Scheringen/Stuttgart (pm)  Bei einem Scheunenbrand in  Scheringen starben am Montag laut Medienberichten zahlreiche Tiere (NZ berichtete). Das Übergreifen der Flammen auf Nachbarhäuser konnte durch den Einsatz der Feuerwehr noch knapp verhindert werden. Der Verein Menschen für Tierrechte, Tierversuchsgegner Baden-Württemberg e.V. hat nun beim zuständigen Veterinäramt ein Tierhaltungsverbot den verantwortlichen Landwirt gefordert. Dieser habe nicht alle nötigen Brandschutzvorkehrungen ergriffen, die eine frühzeitige Rettung aller Tiere ermöglicht hätten. Auch sollen in Limbach künftig die Brandschutzauflagen verschärft werden.

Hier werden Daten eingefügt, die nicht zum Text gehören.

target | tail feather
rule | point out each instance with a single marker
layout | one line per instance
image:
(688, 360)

„Laut Tierschutzgesetz ist jeder Tierhalter für das Wohlergehen „seiner“ Tiere verantwortlich“, so Dr. Tanja Breining, wissenschaftliche Fachreferentin beim Verein Menschen für Tierrechte, Tierversuchsgegner Baden-Württemberg e.V. „Wenn der Landwirt nicht die nötigen Brandschutzvorkehrungen trifft, muss das zuständige Veterinäramt weitere Tiere durch ein Haltungsverbot vor einem ähnlichen Schicksal schützen.“

Jedes Jahr werden bundesweit Millionen Rinder in Ställen und Scheunen eingepfercht und aufgrund ihres Fleisches getötet, sobald sie das gewünschte Schlachtgewicht erreicht haben. Nur wenige von ihnen haben Auslauf und spüren die Sonne oder das Gras unter ihren Füßen. Dabei sind Rinder intelligente und liebenswerte Tiere, die Freundschaften schließen und Familien gründen. Werden sie zum Schlachthof gebracht, schreien sie vor Angst. Viele sind nicht einmal vollständig betäubt, wenn man sie aufschneidet.

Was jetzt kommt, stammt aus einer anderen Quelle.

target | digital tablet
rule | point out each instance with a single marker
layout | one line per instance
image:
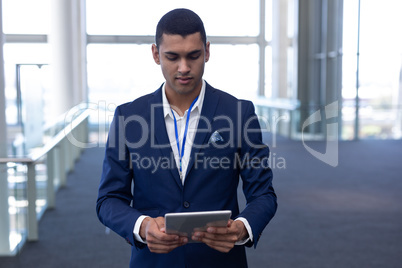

Zahlreiche pflanzliche Alternativen wie Gemüse, Getreide, Fleischalternativen auf Soja-, Seitan- oder Lupinenbasis, machen den Verzehr von Tieren und tierischen Produkten überflüssig. Eine vegane Lebensweise schützt nicht nur die Tiere, sondern auch die Umwelt und unsere eigene Gesundheit.

Anmerkung der Redaktion: Die Forderung der Tierschützer basiert auf der zunächst verbreiteten Zahl von 20 verendeten Rindern, die aufgrund von Polizeiangaben auch von NOKZEIT – und weiteren Medien verbreitet wurde.